Archive for the ‘coding and admin’ Category

tails in a spin

Thursday, January 12th, 2012

When I first tested running a tails mirror on one of my VMs, the traffic level reported by vnstat ran at around 20-30 GiB per day. I figured I could live with that because it meant that my total monthly traffic would be unlikely to exceed my monthly 1TB allowance. However, when I checked the stats on that server last week (around the 9th of Jan) I found that I was shipping out around 150 GiB per day and vnstat was predicting a monthly total of close to 3 TB. As the tails admins said when I told them that I would have to shut off the mirror on that VM while I sorted something, “Ooops”. Ooops indeed. I couldn’t chance a massive bill for exceeding my bandwidth allowance by quite that much. The actual stats for 4, 5, 6, 7, 8 and 9 January before I pulled the plug were: 34.23 GiB, 69.14 GiB, 178.31 GiB, 131.68 GiB, 99.05 GiB and 133.27 Gib. It turns out that tails 0.10 was released on 4 January and I hadn’t been prepared. A lesson learned.

Having shut down and had the DNS round robin amended, I attended to finding some way of throttling my traffic so that I could live within my allowance whilst still providing a useful mirror.
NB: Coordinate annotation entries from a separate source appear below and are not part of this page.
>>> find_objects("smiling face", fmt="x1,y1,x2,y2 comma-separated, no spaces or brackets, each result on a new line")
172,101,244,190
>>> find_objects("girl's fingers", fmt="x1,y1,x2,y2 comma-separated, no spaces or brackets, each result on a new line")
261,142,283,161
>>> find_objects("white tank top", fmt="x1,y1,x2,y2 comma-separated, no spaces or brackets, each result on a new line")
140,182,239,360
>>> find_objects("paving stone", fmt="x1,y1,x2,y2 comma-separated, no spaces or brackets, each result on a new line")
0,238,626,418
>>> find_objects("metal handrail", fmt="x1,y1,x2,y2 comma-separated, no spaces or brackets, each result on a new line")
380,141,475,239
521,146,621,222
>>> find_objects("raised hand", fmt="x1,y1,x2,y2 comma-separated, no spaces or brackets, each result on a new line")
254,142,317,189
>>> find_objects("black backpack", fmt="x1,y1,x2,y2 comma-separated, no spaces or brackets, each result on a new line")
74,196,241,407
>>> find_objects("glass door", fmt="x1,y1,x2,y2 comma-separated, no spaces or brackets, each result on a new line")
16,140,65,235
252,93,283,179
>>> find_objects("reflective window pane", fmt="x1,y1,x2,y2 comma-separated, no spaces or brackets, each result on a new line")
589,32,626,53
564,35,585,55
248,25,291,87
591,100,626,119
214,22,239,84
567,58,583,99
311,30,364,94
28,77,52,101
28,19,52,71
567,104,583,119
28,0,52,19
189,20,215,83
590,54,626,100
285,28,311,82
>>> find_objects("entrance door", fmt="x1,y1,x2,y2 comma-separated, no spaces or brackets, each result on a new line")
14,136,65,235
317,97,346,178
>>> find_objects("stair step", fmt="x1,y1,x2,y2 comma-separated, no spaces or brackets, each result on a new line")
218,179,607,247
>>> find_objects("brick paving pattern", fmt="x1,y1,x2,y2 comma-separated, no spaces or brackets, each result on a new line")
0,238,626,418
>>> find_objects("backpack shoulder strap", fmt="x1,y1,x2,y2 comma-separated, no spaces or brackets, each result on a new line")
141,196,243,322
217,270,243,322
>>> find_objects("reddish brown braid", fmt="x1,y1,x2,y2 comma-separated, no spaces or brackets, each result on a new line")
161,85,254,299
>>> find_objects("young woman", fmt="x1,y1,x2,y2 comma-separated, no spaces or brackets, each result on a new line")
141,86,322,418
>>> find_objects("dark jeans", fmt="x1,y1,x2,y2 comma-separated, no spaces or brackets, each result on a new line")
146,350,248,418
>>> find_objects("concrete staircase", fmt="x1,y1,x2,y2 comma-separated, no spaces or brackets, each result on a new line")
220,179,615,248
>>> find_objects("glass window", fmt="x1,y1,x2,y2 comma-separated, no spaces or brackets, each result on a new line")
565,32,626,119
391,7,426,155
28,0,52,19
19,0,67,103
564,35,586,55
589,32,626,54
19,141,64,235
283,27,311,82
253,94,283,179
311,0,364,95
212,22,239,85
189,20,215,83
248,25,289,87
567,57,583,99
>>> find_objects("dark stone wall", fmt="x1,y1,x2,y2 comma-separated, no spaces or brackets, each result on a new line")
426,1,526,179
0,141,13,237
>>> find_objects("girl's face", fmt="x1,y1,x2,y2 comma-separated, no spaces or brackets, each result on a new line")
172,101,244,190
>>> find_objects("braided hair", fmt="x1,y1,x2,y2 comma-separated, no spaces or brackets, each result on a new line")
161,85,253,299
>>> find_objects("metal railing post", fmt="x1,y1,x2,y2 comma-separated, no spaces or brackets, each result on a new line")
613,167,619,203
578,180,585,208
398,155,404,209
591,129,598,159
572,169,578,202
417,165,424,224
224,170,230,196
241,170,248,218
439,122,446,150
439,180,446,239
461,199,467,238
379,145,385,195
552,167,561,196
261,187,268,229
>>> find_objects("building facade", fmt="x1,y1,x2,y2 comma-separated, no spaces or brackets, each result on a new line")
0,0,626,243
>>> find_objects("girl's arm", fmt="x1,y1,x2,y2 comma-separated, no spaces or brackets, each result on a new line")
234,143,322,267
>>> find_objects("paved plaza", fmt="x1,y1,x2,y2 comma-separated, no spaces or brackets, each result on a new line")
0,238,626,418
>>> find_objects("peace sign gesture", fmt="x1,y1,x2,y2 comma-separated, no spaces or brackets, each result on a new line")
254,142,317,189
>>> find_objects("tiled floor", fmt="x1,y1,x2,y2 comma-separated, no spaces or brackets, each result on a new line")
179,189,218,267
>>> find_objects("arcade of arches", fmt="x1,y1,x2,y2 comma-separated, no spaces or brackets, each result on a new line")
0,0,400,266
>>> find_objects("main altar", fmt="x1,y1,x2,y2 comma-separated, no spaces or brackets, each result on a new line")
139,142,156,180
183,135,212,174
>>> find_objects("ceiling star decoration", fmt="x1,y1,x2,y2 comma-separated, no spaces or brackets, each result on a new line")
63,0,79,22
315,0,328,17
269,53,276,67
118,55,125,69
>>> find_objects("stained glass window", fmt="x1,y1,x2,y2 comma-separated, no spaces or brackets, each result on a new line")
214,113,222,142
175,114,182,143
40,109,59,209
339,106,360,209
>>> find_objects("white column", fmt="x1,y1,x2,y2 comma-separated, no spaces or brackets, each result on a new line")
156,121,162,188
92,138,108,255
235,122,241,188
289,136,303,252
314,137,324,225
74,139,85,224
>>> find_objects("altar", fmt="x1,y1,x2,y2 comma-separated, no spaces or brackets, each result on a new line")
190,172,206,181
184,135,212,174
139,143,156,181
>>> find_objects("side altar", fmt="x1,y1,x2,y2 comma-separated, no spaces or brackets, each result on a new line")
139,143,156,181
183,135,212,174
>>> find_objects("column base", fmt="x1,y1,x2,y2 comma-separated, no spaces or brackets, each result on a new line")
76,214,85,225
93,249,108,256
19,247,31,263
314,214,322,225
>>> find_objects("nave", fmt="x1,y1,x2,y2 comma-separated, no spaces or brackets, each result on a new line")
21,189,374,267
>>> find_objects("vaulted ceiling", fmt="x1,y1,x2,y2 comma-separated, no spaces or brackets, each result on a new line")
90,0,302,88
I scratched my head for a while before stumbling on the obvious, I should be throttling at application level. (Sometimes I find that I miss simple answers because I am looking for complicated ones).

I started out by assuming that I should be using tc and iptables mangling, or something like the userspace tool trickle, all of which looked horribly more complicated than the approach taken by tor (which allows you to simply set the acceptable bandwidth rate to some limit, plus set an accounting period maximum of some total transfer limit per day/week whatever). And of course it turns out that my webserver (lighttpd) allows something similar. Just set the server limit to some chosen max transfer rate and, if necessary, also impose a per IP max rate. The magic configuration file options are:

# limit server throughput to 3000 kbytes/sec (~30000 kbits/sec)
server.kbytes-per-second = 3000
#
# and limit individual connections to 50 kbytes (~500 kbits/sec) – NB. I don’t actually use this
# connection.kbytes-per-second = 50

I tested this by pulling a copy of the tails iso from one of my other VMs which has a high bandwidth connection and got acceptable (and expected) results. So now I can go back on-line later this month safe in the knowledge that I’m not going to blow all my bandwidth in one week.

tunnelling X over ssh

Monday, December 19th, 2011

OK, yes, I know there are probably already a gazillion web pages on the ‘net explaining exactly how to do this, but I got caught out by a silly gotcha when I tried to do this a couple of days ago, so I thought I’d post a note.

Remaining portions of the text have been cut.